Tuesday, December 30, 2003

What to Do About Dean?

I have a confession to make: I’m becoming mildly obsessed with Howard Dean. Straight out of Catullus, it’s a love-hate relationship (likewise with Bill Clinton). On one hand, Dean is extraordinarily inspiring: well-educated, successful, handsome, earnest, and high-tech. On the other, he’s incredibly scary: certainly for his comments about “re-regulating” the economy, Saddam, Osama, North Korea, and changing religion over a bike path, but also for his complete reversal from his “conservative” record as governor. As “civil rights activist” Rev. Al Sharpton has asked, "Will the real Howard Dean please stand up?" And, as David Brooks points out:

Other candidates run on their biographies or their records. They keep policy staff from their former lives, and they try to keep their policy positions reasonably consistent.

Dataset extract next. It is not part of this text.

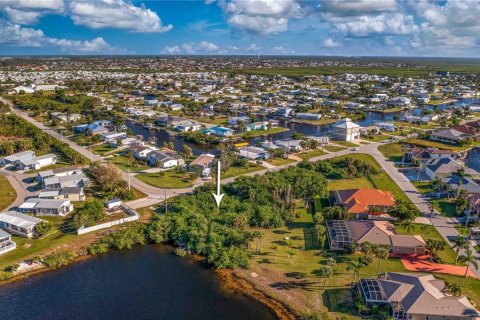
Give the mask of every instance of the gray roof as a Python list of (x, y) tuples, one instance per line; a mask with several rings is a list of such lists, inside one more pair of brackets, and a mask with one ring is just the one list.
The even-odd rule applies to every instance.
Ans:
[[(441, 291), (445, 287), (443, 281), (431, 274), (388, 272), (378, 280), (362, 279), (361, 284), (365, 281), (377, 281), (381, 300), (399, 303), (407, 314), (446, 317), (479, 315), (466, 297), (446, 296)], [(363, 288), (369, 290), (364, 285)]]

But Dean runs less on biography than any other candidate in recent years. When he began running for president, he left his past behind, along with the encumbrances that go with it. As governor of Vermont, he was a centrist Democrat. But the new Dean who appeared on the campaign trail -- a jarring sight for the Vermonters who knew his previous self -- is an angry maverick.

The old Dean was a free trader. The new Dean is not. The old Dean was open to Medicare reform. The new Dean says Medicare is off the table. The old Dean courted the N.R.A.; the new Dean has swung in favor of gun control. The old Dean was a pro-business fiscal moderate; the new Dean, sounding like Ralph Nader, declares, "We've allowed our lives to become slaves to the bottom line of multinational corporations all over the world."


So, who is Howard Dean? A dangerous liberal? The ultimate push-poll politician? “The Huey Long of the iPod set”?  Will he be able to capture the Democratic Party from the hands of the DLC, McAuliffe, and the current DNC establishment? For what? Could he really become our next President?   Or will the RNC and the CRNC finally wake up from their slumber and regain the nationwide Republican momentum?